- Top Speed:
- 50 mph
Nice is a relativelly new electric car manufacturer, so you may not know a lot of things about it. Its vehicles are built in China so don’t expect to a stellar build quality or any state of the art technologies. However, since the company targets budget buyers, its models come at a pretty affordable price and you’ll get what you’ve paid for and nothing more.
Their first model launched on the market was the MyCar, a small vehicle designed solely for city driving which offers a limited range and a sluggish acceleration. Because the MyCar’s cabin offered a very limited space, Nice decided to come up with a new model which solves the problem of space and should appeal to families or those who need a bigger but efficient car.
The new Ze-O is technically an MPV and is based on the Chinese model Changhe Ideal II. Despite the fact that the company already presented the production version in 2008 at the British International Motor Show and declared that it was ready to launch it on the market, we never saw it in showrooms. We haven’t lost hope yet and we’re still waiting for its big arrival.
The car should be priced around £14,000 and is equipped with a pack of lead acid batteries which power a small electric motor. Additionally, the Nice Ze-O MPV will be also available with optional lithium–ion batteries.
Hit the jump for more information on the Nice Ze-O.
Unlike most of the Chinese cars which are either copies made after models from famous brands or feature a chunky and odd design language, the Nice Ze-O looks actually pretty European.
The overall style is more on the conventional side of things, which is good, as this design approach copes great with the preferences of its target buyers which usually run from futuristic shapes or sporty curves.
The Ze-o keeps the usual proportions of a regular MPV, featuring a short nose and a bulky body. Up front we find the company’s badge mounted directly on the slopped hood. The hood is traversed by two small creases which point towards the badge and the elongated grille.
At the bottom of the grille there is a big and dull bumper which is fitted with a wide, trapezoidal air intake flaked by a pair of circular fog lamps.
The simple hood and bumper give the front fascia a pretty boring look, but Nice added a set of pretty modern headlights which manage to spice thing up a little bit, breaking up the monotony.
The profile is pretty simple and apart from the blacked out B and C pillars, the flared wheel arches and the straight lines that runs across the side body panels, uniting the front and rear fenders there isn’t anything else worthy of being mentioned.
As you’d usually expect from an MPV, the Ze-O’s cabin offers acres of space with more than enough head and leg-room for all its five occupants.
Apart from that however, you won’t find many things to get enthusiastic. The plastics are cheap, the fittings are poor and the overall built quality leaves much to be desired.

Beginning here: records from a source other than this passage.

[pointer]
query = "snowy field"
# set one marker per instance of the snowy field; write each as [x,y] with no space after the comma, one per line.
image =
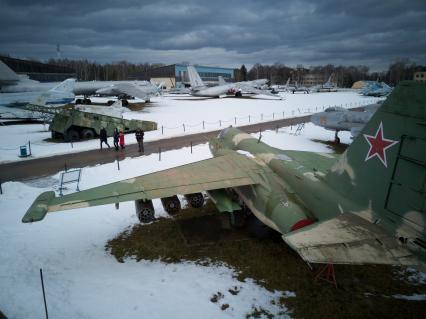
[179,115]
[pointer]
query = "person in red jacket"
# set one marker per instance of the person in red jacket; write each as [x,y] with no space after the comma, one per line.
[121,139]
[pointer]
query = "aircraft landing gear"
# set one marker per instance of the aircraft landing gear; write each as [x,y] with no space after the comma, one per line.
[336,138]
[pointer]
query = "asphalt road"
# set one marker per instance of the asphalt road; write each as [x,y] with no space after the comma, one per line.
[27,169]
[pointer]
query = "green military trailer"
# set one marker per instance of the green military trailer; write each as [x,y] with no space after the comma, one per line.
[73,125]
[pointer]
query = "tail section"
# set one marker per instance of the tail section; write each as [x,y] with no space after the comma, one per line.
[194,77]
[7,74]
[385,167]
[221,80]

Moreover, the dashboard design looks dated and won’t win you any beauty awards, while the three spoke steering wheel feels flimsy and doesn’t inspire the same amount of confidence found at other MPVs.

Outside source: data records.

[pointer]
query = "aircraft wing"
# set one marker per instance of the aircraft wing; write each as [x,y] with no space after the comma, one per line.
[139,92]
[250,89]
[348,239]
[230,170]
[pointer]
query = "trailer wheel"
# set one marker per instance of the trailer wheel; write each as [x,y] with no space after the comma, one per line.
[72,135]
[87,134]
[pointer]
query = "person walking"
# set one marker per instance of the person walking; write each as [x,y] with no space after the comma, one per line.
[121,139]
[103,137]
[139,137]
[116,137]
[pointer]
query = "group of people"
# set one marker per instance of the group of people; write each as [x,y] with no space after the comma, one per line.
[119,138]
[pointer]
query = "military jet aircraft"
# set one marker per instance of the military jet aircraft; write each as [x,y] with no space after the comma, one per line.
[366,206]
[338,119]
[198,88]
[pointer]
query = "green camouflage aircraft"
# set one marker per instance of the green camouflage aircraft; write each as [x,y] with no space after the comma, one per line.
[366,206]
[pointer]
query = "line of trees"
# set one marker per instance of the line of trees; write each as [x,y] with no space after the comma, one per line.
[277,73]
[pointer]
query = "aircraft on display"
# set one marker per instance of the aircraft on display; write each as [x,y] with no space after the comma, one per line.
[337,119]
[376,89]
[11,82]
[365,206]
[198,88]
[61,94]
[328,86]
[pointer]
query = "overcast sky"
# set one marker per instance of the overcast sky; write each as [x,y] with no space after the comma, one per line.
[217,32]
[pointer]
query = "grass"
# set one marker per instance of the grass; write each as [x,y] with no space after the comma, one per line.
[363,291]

But it’s not all bad news, as the controls are laid out in an intuitive way, while the instrument cluster is clean and easy to read. We also like that the cabin is fitted with many cubbies, consoles and various storage places that will make your life on board easier.
The seats are basic stuff, but they are big and give you a proper back support. The rear bench is pretty comfortable as well, but the back support is a bit upright for our tastes.

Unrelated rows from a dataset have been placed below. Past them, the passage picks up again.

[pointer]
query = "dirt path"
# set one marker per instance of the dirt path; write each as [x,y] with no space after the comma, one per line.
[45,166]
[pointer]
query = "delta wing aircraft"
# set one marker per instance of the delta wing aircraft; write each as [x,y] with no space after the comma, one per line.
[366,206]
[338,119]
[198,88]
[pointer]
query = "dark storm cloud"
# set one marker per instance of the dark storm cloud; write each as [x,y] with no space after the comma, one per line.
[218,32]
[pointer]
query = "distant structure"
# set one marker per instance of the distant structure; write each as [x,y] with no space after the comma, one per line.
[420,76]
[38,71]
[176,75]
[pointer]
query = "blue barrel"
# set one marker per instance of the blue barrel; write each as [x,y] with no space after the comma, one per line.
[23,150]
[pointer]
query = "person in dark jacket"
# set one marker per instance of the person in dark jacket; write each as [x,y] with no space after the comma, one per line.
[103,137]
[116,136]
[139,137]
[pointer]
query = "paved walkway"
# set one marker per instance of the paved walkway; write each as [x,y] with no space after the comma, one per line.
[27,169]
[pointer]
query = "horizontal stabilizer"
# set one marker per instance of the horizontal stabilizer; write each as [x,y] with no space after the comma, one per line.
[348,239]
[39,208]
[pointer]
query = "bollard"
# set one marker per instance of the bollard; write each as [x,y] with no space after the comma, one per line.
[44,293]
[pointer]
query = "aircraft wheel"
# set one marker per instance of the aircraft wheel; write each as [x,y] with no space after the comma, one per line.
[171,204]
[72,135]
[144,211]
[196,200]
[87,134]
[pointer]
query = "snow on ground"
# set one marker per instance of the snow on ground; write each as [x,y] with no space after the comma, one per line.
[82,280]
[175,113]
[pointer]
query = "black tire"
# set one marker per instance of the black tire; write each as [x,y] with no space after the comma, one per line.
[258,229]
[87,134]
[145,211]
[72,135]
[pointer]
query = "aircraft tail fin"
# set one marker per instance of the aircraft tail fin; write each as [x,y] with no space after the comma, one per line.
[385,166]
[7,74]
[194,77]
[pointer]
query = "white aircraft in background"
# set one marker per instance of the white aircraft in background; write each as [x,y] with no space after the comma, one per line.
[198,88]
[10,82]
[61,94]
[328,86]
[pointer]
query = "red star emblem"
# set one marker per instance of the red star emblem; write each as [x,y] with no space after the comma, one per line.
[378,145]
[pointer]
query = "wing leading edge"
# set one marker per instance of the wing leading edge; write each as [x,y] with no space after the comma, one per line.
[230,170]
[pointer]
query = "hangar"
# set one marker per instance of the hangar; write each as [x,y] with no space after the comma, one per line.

The standard equipment include child locks, radio/CD, fog lights, reclining front seats, 50/50 folding rear seats, 12V aux socket. On the options list you’ll find Air con, power windows, locks and mirrors, alloy wheels, reverse sensors, dual airbags and automatic transmission.
Engines and performance
The Nice Ze-O will be fitted with the same technology as the MyCar but for the moment we don’t have any specifications about the brushless electric motor. What do we now is that it will be offered with standard q8 kWh lead acid batteries. Unlike the MyCar, the Ze-O is will be also available with optional lithium ion batteries.
Nice says that its Ze-O will offer a top speed of 50 mph and the maximum range is 65 miles. The batteries can be charged from 5 to 8 hours using either fast chargers or standard sockets. Additional energy is captured through regenerative braking and then is stored in the batteries thus slightly increasing the range.
The motor’s power is sent to the front wheels, by means of either manual or automatic transmissions.
With its affordable price and spacious interior the new Ze-O sounds like a decent proposition. As it’s an emission free vehicle, the Ze-O will be exempt from road tax and congestion charge.
On the other hand, its poor built quality and the short range will drag it back into the bulk of anonymity and it’s pretty safe to say that it could have the same unfortunate fate as the MyCar.